Check the repository address, there should be no quotes (") or angle brackets (< >). The lab instructions use quotes or angle brackets to mark a placeholder for your GitHub username. If git pull upstream main fails, then check the upstream address by typing git remote -v. To edit your upstream address, remove it first by typing git remote remove upstream, and then add it back with git remote add.
“The connection timed out” (or problems cloning, or problems with SSH keys).
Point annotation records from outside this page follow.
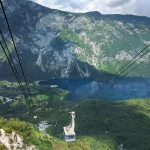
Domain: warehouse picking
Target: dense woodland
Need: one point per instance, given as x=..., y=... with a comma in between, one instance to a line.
x=100, y=124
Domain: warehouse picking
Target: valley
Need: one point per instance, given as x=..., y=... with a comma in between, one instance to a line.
x=65, y=58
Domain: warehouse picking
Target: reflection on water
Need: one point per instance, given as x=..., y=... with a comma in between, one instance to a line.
x=123, y=89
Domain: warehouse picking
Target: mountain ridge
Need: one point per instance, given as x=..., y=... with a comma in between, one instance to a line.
x=61, y=44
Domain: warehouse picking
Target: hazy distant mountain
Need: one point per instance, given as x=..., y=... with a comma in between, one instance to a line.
x=53, y=43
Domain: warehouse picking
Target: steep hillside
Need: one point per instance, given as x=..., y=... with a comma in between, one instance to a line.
x=100, y=125
x=53, y=43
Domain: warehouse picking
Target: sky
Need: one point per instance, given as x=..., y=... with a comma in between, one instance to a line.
x=135, y=7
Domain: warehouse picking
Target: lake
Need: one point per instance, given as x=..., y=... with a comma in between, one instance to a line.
x=123, y=89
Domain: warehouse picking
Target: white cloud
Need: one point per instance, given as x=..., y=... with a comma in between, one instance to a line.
x=136, y=7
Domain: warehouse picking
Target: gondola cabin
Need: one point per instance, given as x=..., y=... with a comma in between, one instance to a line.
x=69, y=132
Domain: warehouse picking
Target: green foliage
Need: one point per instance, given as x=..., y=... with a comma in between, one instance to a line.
x=3, y=147
x=26, y=130
x=124, y=122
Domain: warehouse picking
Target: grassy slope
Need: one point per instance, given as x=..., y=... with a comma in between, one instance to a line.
x=99, y=124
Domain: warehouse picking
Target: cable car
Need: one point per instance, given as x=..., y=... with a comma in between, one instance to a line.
x=69, y=132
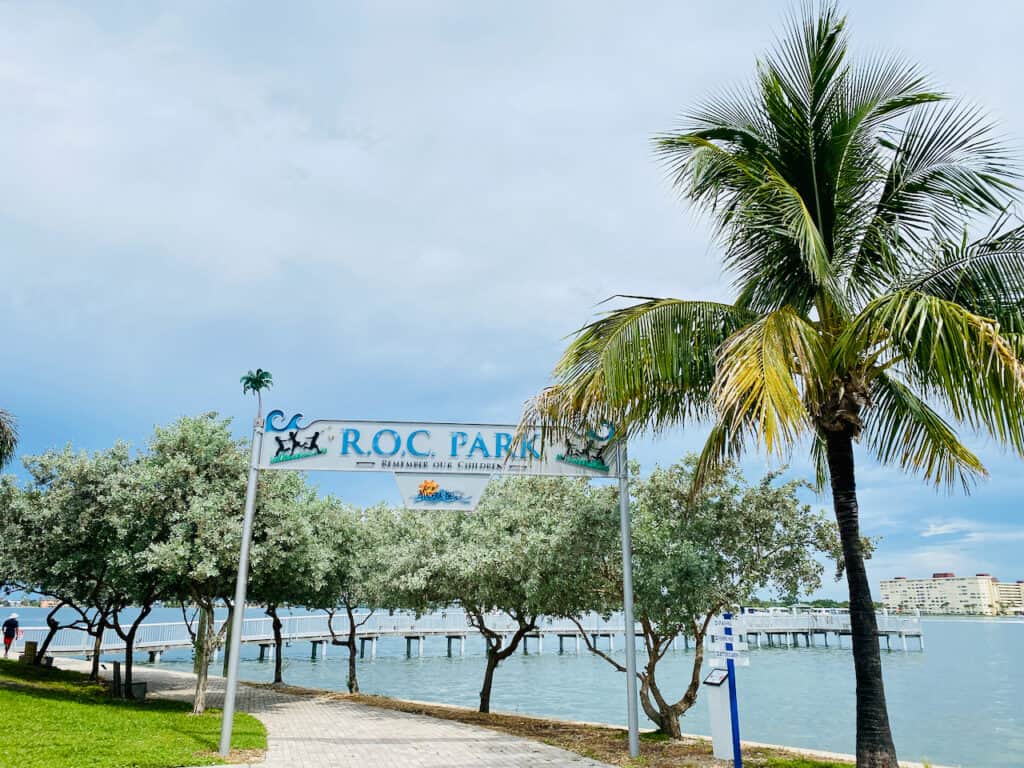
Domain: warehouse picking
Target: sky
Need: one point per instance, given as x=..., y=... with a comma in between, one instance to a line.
x=401, y=210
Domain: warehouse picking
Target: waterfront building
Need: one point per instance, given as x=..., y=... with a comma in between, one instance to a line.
x=947, y=593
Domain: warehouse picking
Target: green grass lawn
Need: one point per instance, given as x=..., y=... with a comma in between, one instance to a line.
x=58, y=719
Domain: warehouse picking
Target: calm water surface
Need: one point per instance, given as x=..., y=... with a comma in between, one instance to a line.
x=960, y=702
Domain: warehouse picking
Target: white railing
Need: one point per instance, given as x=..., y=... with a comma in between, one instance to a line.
x=453, y=622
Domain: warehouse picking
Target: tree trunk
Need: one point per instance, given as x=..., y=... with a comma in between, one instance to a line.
x=96, y=645
x=201, y=640
x=227, y=641
x=54, y=628
x=204, y=645
x=875, y=741
x=353, y=683
x=488, y=678
x=271, y=610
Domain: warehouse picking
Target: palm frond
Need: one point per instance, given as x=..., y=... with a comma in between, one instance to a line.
x=946, y=163
x=256, y=381
x=900, y=428
x=947, y=353
x=986, y=275
x=768, y=373
x=647, y=366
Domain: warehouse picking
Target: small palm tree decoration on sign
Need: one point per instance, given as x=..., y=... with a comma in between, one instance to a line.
x=255, y=382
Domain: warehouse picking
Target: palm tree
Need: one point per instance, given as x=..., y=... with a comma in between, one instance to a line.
x=8, y=436
x=842, y=194
x=255, y=382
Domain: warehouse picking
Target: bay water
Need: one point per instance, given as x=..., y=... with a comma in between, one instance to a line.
x=960, y=702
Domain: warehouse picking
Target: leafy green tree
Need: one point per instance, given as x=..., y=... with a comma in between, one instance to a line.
x=355, y=574
x=64, y=539
x=8, y=436
x=842, y=192
x=195, y=472
x=524, y=552
x=291, y=559
x=700, y=553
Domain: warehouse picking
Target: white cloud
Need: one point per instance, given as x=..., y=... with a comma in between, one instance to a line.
x=947, y=527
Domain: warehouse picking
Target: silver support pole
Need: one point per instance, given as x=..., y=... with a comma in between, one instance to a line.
x=240, y=590
x=631, y=637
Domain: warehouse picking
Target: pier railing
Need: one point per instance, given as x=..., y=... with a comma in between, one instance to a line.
x=445, y=623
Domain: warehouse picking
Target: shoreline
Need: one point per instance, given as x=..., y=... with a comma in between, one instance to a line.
x=429, y=709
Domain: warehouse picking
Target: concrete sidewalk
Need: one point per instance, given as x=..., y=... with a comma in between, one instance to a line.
x=318, y=732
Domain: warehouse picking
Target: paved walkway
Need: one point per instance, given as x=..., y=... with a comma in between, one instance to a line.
x=317, y=732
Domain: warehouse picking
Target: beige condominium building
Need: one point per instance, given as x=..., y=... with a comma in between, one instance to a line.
x=948, y=593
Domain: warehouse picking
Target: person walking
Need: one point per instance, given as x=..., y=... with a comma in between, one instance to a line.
x=9, y=633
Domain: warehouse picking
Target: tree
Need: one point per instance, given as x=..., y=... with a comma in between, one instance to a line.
x=700, y=553
x=8, y=436
x=355, y=574
x=255, y=382
x=134, y=582
x=62, y=539
x=291, y=560
x=842, y=193
x=524, y=553
x=195, y=472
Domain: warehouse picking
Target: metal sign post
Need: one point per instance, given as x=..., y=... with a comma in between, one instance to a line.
x=737, y=759
x=240, y=591
x=436, y=466
x=631, y=636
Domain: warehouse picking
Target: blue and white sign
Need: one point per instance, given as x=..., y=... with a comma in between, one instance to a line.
x=436, y=466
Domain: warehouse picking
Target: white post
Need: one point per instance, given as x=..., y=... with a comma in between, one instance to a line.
x=631, y=640
x=240, y=590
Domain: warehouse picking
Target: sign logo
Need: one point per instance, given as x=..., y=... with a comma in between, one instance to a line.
x=587, y=451
x=432, y=493
x=293, y=446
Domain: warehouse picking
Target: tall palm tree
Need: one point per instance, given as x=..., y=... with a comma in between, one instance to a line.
x=842, y=194
x=8, y=436
x=255, y=382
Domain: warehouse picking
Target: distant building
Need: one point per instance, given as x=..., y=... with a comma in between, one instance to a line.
x=947, y=593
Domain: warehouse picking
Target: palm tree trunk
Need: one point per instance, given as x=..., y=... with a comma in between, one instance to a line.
x=875, y=741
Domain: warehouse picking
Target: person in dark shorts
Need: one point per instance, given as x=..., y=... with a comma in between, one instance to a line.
x=9, y=633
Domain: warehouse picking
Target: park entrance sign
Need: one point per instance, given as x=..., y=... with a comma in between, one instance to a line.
x=436, y=466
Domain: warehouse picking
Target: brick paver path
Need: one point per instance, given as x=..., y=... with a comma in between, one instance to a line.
x=318, y=732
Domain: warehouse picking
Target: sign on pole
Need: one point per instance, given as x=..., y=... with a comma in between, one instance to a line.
x=435, y=466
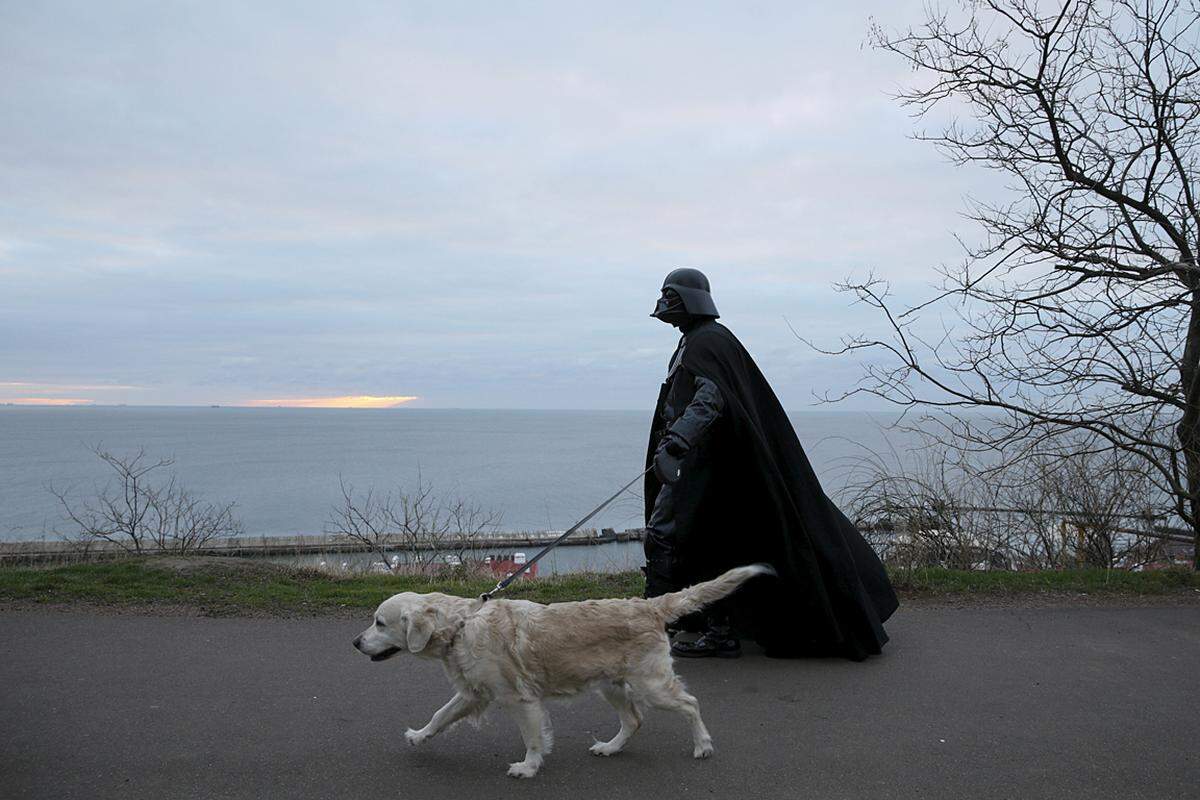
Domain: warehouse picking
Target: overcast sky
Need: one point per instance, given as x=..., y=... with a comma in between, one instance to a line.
x=472, y=204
Check if your firewall is blocking port 22, and open port 22 if it is blocked. You can use your favorite search engine to figure out how to do this.

Courant (CIMS) machines

Most of you will never need to read this section. However, some of you may end up using an account on the Courant machines in place of your personal laptop or desktop. In that case, the instructions for installing and using the VM differ slightly. We separate the description into a one-time setup and then what you do each time after.

One-time setup

First, you need to make sure you have an account on the Courant machines (you will have an account if you registered on or before January 28). Check here. If you do have an account but can’t login, follow the steps on that page. If you do not have an account, then please email our course’s staff email alias (the address is on our home page). In this email, explain that you registered after January 28; in that case, we will close the loop between you and the CIMS sysadmins.

Second, you need to login to a compute server. Select one from this list. We’ll use crunchy5 as our running example, but please pick one yourself for load-balancing purposes. Then login to access.cims.nyu.edu and onward from there to crunchy5:

[your-machine ~]$ ssh -AX access.cims.nyu.edu  
[name@access2 ~]$ ssh -X crunchy5

Once on crunchy5, set up by doing:

[name@crunchy5 ~]$ module load vagrant  
[name@crunchy5 ~]$ vagrant plugin install vagrant-scp   
[name@crunchy5 ~]$ git clone https://github.com/nyu-cs202/base-image.git
[name@crunchy5 ~]$ cd ~/base-image
[name@crunchy5 ~]$ chmod 0700 .

From there, you can do:

[name@crunchy5 ~]$ vagrant up
[name@crunchy5 ~]$ vagrant ssh

as described in the VM section above.

Before you logout, do:

$ vagrant halt

Ongoing

Here is the command sequence you’ll probably use, starting from your personal machine

[your-machine ~]$ ssh -AX access.cims.nyu.edu  
[name@access2 ~]$ ssh -X crunchy5
[name@crunchy5 ~]$ module load vagrant  
[name@crunchy5 ~]$ cd base-image
[name@crunchy5 ~]$ vagrant up ; vagrant ssh
......

[name@crunchy5 ~]$ vagrant halt

Acknowledgments

Portions of this writeup were borrowed from Harvard’s CS61, Jinyang Li’s CS201, and Aurojit Panda’s 3033.